I have a problem where, when trying to solve it, I use some parts which would prove that a k-connected graph contains a k-connected bipartite subgraph. I am fairly sure that this can not be correct, does someone see how my approach is wrong or is this implication true?
The proof for the statement would look somewhat like that: Take a $k$-connected graph $G$ and a bipartite subgraph $H$ of $G$ that is maximally-connected. Assume it is not $k$-connected, thus there is a set of vertices $C$ in $H$ with $c:=|C|<k$ where $H-C$ is not connected. Because the removal of $C$ disconnects $H$, there are two vertices $x, y$ in $H$ that are the only vertices connected to $C$. Because $H$ is bipartite and there exists a path of length 3 from $x$ to $y$, $x$ and $y$ are in the same partition $A$ and $C$ is contained in $B$.

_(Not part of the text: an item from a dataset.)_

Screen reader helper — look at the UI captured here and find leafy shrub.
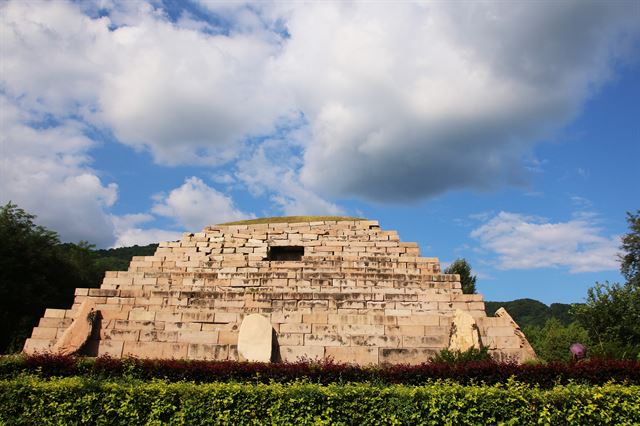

Because $G$ was $k$-connected, there was a subset $C'$ in $G \backslash H$ with $|C\cup C'|=k$ and $C\cup C'$ disconnects $G$ and which is also connected to $x$ and $y$. Because the vertices in $C'$ are no longer connected to $x$ and $y$ (otherwise $H$ would be $|C\cup C'|=k$-connected), we have that $C'\subset A$.
This means that we can reconstruct $H$ by moving the vertices of $C'$ to $B$ and reconnecting $C'$ to $x$ and $y$, thus increasing the connectivity of $H$ to $|C \cup C'|=k$, which contradicts the maximality of the connectivity of $H$.
Again, does someone see where my proof is wrong or is my assumption correct?
Best Answer
There is a much simple counterexample though. Take any odd-length cycle [such as a 3-cycle]--which is 2 connected. What must every bipartite subgraph be.